Watch How Hotdogs Are Made – If You Can Stomach It

by Emma Cueto

Warning: Do not watch this if you just ate a hot dog. Or any food for that matter. Also warning: hot dogs are gross. I guess we have come a long way since the days when Upton Sinclair detailed the Chicago meatpacking industry's practice of grinding rodents into sausages, but that's a pretty low bar, no?

A new video from the Discovery Channel reveals what goes into making hot dogs. Thankfully it doesn't involve any ground up rate, but even though the video doesn't reveal anything about the process that would be a health hazard, it's still really gross. Like, really gross. Like, a-vat-of-ground-up-meat gross. Like, meat-puréed-into-goopey-sludge gross. And the part where they have like a jet of corn syrup shooting down? EEEEWW!
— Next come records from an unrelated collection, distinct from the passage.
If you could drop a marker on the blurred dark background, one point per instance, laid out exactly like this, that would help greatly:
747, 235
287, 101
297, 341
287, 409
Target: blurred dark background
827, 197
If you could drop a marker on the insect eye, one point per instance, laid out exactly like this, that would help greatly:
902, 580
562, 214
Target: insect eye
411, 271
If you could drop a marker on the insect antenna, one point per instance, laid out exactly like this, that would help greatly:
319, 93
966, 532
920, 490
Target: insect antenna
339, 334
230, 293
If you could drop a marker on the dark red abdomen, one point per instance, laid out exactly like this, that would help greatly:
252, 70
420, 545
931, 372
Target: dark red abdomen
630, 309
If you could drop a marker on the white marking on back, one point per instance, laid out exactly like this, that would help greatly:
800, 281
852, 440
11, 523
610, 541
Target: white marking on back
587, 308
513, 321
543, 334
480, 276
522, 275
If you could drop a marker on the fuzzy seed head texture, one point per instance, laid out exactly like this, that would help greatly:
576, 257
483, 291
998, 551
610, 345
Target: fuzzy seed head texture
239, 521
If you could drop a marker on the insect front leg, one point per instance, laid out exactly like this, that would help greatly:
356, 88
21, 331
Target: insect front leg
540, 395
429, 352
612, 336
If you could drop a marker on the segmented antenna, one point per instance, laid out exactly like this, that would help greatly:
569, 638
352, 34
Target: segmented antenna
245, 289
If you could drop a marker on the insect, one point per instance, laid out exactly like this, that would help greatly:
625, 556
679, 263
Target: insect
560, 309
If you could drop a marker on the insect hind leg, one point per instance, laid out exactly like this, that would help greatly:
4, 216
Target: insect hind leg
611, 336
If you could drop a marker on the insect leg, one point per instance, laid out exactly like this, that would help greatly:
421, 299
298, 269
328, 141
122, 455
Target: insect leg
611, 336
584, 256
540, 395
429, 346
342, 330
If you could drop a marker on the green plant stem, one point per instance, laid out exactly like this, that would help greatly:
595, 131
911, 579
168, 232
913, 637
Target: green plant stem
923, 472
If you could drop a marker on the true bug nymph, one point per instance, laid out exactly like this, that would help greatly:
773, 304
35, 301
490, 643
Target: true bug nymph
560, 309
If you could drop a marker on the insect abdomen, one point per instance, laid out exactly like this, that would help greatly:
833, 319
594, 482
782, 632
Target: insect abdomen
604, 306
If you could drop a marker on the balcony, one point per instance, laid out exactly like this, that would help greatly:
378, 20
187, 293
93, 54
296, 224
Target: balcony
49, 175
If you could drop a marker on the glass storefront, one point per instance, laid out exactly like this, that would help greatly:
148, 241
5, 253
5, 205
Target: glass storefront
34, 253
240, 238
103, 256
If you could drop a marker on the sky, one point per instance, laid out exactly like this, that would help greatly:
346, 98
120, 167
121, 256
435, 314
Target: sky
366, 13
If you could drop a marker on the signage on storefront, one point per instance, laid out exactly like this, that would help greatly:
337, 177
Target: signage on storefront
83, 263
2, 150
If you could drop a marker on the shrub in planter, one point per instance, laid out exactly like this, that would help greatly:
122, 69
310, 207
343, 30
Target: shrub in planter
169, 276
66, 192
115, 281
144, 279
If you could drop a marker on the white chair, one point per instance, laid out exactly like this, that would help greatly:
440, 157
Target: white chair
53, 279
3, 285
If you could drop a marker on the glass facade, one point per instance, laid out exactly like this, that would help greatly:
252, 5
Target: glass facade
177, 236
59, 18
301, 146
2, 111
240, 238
It's also a little shocking just how many hot dogs this factory can turn out, too. The factory featured in this video can produce 2.5 million hotdogs in one shift. That is, quite simply, insane.

I suppose, though, that I shouldn't be surprised. This is what industrial meat processing looks like. It's, well, processing, on an industrial scale. Giant vats of ground up meat and everything operating at lightning speed. That doesn't make it any less surreal, though, that something we think of as ordinary, like a simple hot dog, is actually the result of absolutely bizarre, unnatural process that involves dumping bags full of salt into a churning vat of ground up pork and beef.

I just hope that Hebrew National hotdogs are made differently, being kosher and all. Maybe? Please?